To them, I'd hold up images of the original, which I've included in this piece from a quick playthrough earlier. And as you can see, the difference is dramatic. The lighting makes a massive difference to the mood, and there are clearly decades of technological advancement on show. And yet, somehow, the game still looks old.

This might seem like a misstep, like the developer hasn't been able to live up to remake a game with this legacy deserves, and maybe that will still prove true - this is only a demo I'm playing. But the more I play, the more I'm convinced it's a deliberate thing, that the game wants to evoke old. It's almost as if there's a pixelated layer applied to everything in order to do it. You can see it on objects, on enemies - everywhere.

Cover image for YouTube videoPC Gaming Show - System Shock Trailer
This vid gives a good montage of the game in motion. The lighting in particular makes a massive difference to the atmosphere.

And I think that's a really clever, and sensitive, way to both honour the original game and to check people's expectations a bit, about what's possible here. It says don't get carried away and expect too much - this is still the original System Shock game. And now you're probably thinking, 'What's the point then? I'll play the original.' But don't; there's a load of other stuff going on here that should change your mind.

To begin with, there's new content. There's a whole new section at the beginning, in the introduction, that wasn't there before. That old cutscene where you see yourself being tracked down to an apartment and then being apprehended: you now play that sequence. It gives you a chance to walk around your own apartment for the first time, opening fridges and flushing the toilet - the kinds of things that used to excite people in the 90s when interactivity like this was new - before sitting down to hack a computer and be caught by the authorities.

Ye olde, original, System Shock.

Plus, a whole load of work has been done to how the game plays. In 1994, when System Shock came out, you had to enable freelook in games! That's how long ago it was. The camera was fixed by default. That now seems ridiculous of course, but standards have changed and the remake has done all it can to keep up with them, and make this a much more natural and intuitive experience to play. And it is.

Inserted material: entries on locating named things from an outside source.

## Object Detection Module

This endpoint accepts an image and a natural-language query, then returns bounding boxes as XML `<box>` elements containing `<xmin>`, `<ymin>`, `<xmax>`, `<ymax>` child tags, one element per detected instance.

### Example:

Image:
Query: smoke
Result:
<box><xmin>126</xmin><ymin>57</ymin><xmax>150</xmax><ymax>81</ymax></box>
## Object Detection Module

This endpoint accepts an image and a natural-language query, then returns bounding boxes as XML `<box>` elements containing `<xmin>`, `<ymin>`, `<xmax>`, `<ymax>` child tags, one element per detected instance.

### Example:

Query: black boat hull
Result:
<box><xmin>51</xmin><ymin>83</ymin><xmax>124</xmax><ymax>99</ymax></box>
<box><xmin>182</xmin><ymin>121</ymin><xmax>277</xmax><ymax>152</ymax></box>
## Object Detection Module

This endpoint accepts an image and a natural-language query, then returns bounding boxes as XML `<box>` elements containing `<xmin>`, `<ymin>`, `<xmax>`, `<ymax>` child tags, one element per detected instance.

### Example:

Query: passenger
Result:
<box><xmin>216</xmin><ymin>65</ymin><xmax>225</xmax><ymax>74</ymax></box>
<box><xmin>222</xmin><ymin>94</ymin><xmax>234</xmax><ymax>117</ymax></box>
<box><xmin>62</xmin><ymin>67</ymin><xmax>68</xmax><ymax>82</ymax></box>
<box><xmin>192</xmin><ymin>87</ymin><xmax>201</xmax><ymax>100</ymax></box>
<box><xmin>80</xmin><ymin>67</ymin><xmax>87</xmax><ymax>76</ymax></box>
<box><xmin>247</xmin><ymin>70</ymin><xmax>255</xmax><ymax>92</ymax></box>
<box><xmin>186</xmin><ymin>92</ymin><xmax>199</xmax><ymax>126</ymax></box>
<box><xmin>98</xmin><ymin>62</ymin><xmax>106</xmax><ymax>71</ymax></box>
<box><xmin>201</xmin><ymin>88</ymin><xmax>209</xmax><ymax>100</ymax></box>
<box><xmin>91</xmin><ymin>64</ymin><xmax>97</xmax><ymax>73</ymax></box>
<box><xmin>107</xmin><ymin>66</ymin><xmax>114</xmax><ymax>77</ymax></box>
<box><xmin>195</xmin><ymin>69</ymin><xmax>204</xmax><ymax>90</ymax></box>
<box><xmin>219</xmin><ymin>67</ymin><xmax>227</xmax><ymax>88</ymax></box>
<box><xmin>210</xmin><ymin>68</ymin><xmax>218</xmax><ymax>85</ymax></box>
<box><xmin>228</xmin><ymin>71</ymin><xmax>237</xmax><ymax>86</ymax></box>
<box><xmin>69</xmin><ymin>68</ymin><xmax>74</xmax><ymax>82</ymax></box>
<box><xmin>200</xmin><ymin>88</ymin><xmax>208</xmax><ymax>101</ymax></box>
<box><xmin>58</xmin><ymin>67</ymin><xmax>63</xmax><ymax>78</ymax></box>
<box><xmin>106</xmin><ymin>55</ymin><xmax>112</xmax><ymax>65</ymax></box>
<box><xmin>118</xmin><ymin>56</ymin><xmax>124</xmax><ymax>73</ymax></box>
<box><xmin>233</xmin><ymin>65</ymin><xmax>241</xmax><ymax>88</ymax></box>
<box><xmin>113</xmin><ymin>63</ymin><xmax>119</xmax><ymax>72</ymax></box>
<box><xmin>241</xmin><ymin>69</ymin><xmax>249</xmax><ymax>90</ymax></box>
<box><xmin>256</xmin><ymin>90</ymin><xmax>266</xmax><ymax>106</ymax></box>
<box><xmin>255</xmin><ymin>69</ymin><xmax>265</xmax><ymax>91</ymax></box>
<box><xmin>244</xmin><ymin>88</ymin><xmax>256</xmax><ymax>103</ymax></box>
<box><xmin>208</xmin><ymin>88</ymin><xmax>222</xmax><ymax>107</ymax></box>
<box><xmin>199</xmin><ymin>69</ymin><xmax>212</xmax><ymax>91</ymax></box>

Developer Nightdive has also done things like improve the inventory system, improve the interactive panels and puzzles, and improve the differentiation between the items you pick up, which all now have fancy animations when you use them.

The new System Shock. It's hard to get a sense of it in still images, but there's a moodier feeling to the new game. The atmosphere allows for a bit more emptiness, a bit more unease.
It's on the baddies, particularly, where you see a kind of oldness. But they're still quite unsettling.
Puzzles are now much clearer and easier to interact with.
The flying sections of System Shock are a kaleidescope of colour and action. and a nice contrast to exploring the space station's halls.

What strikes me most about the remake, though, is how different it feels in terms of atmosphere. The original behaves much more like an action game, with a very catchy electronic track pumping in your ear, whereas here, it's gone. The remake has settled down a bit, taken a breath, and leaned into the atmospheric eerie space station vibe instead. And it makes a big difference - it's quite creepy now.

On the surface, then, this isn't the blockbuster treatment I expected. But actually, beneath that, there's a lot here to admire. I think Nightdive has shown real care and respect to the original, and it's remarkable, really, how powerful the experience of that game still is. The slower approach to a first-person shooter, with puzzles and inventory management, still feels really current, and that sudden switch to first-person shoot-'em-up sections still feels as dizzying and dazzling - and audacious - as it ever did. System Shock has still got it.